The appeal from the intermediate order must be dismissed because the right of direct appeal therefrom terminated with the entry of judgment in the action (see Matter of Aho, 39 N.Y.2d 241, 248). The issues raised on the appeal from the order are brought up for review and have been considered on the appeal from the judgment (see CPLR 5501[a][1]).

"Before granting a motion pursuant to CPLR 4404(a) to set aside a verdict and for judgment as a matter of law, the trial court must conclude that there is simply no valid line of reasoning and permissible inferences which could possibly lead rational [people] to the conclusion reached by the jury on the basis of the evidence at trial" (Michael H. Spector, AIA, P.C. v Billy Smith's Sport Ctr., Inc., 95 A.D.3d 967, 967 [internal quotation marks omitted]; see Cohen v Hallmark Cards, 45 N.Y.2d 493, 499). Here, there is no valid line of reasoning or permissible inferences that could lead a rational person to the conclusion reached by the jury with respect to the cause of action alleging fraud. "The elements of a cause of action for fraud require a material misrepresentation of a fact, knowledge of its falsity, an intent to induce reliance, justifiable reliance by the plaintiff and damages" (Eurycleia Partners, LP v Seward & Kissel, LLP, 12 N.Y.3d 553, 559). Contrary to the contention of the defendant Geeta Shukla, the record contains proof of scienter (see Brown v Lockwood, 76 A.D.2d 721, 731-732). However, having admitted at trial that he failed to read a document that would have alerted him to a major discrepancy between the oral and written representations made to him, the plaintiff failed to establish the element of justifiable reliance (see Shalam v KPMG LLP, 89 A.D.3d 155, 159; Maines Paper & Food Serv. v Adel, 256 A.D.2d 760, 761-762; 88 Blue Corp. v Reiss Plaza Assoc., 183 A.D.2d 662, 664; see also Lewin Chevrolet-Geo-Oldsmobile v Bender, 225 A.D.2d 916, 918). Accordingly, the Supreme Court erred in denying that branch of Geeta Shukla's motion which was to set aside the verdict and for judgment as a matter of law with respect to the fraud cause of action (see Giurdanella v Giurdanella, 226 A.D.2d 342, 343).

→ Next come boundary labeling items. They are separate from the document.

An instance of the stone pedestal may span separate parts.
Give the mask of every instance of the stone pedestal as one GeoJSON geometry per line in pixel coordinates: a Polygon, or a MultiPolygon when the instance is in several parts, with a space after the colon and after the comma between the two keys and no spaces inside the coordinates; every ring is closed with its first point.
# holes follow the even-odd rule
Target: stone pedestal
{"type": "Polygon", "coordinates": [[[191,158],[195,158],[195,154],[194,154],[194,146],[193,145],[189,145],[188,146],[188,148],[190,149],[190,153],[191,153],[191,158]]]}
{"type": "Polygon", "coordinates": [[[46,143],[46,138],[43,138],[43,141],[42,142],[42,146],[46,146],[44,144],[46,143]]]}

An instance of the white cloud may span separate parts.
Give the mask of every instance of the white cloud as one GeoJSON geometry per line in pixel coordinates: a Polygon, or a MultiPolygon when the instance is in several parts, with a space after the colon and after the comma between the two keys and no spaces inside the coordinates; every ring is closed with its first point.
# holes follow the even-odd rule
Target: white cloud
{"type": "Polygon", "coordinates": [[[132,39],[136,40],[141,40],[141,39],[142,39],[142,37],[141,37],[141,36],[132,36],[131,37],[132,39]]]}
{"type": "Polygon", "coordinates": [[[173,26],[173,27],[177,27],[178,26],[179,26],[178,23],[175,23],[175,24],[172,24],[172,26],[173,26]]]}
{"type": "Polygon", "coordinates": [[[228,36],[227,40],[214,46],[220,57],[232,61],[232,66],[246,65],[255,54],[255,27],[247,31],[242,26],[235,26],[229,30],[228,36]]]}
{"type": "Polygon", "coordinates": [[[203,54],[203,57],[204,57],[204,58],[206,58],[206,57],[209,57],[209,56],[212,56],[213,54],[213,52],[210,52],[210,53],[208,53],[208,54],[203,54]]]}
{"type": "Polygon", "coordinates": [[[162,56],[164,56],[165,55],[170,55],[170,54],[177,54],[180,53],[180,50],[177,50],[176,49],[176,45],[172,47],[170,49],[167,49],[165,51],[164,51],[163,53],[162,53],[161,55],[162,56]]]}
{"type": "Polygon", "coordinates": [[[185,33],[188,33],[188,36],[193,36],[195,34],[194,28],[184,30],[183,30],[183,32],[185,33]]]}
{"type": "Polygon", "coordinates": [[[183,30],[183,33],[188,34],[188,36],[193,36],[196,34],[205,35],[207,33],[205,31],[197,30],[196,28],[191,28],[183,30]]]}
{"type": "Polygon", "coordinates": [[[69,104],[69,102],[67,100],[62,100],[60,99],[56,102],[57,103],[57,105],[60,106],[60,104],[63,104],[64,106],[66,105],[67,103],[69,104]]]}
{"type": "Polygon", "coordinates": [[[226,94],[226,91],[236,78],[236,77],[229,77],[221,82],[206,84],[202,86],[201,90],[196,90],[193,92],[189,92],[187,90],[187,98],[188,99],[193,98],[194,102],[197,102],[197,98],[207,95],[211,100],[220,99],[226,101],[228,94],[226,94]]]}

The Supreme Court properly denied that branch of Geeta Shukla's motion which was to set aside the verdict and for judgment as a matter of law on the cause of action alleging unjust enrichment. The evidence presented at trial demonstrated that Geeta Shukla was enriched at the plaintiff's expense, and that it would be against equity and good conscience to permit her to retain this benefit without compensating the plaintiff (see Michael H. Spector, AIA, P.C. v Billy Smith's Sport Ctr., Inc., 95 A.D.3d at 968). Geeta Shukla's contention that the plaintiff is precluded from recovering based on an unjust enrichment theory because a contract governs the relevant subject matter is unpreserved for appellate review (see Myers v Schaffer Grocery Corp., 281 A.D.2d 156, 157).

In light of our determination, we need not address Geeta Shukla's remaining contention with respect to the fraud cause of action.

SKELOS, J.P., LOTT, COHEN and HINDS-RADIX, JJ., concur.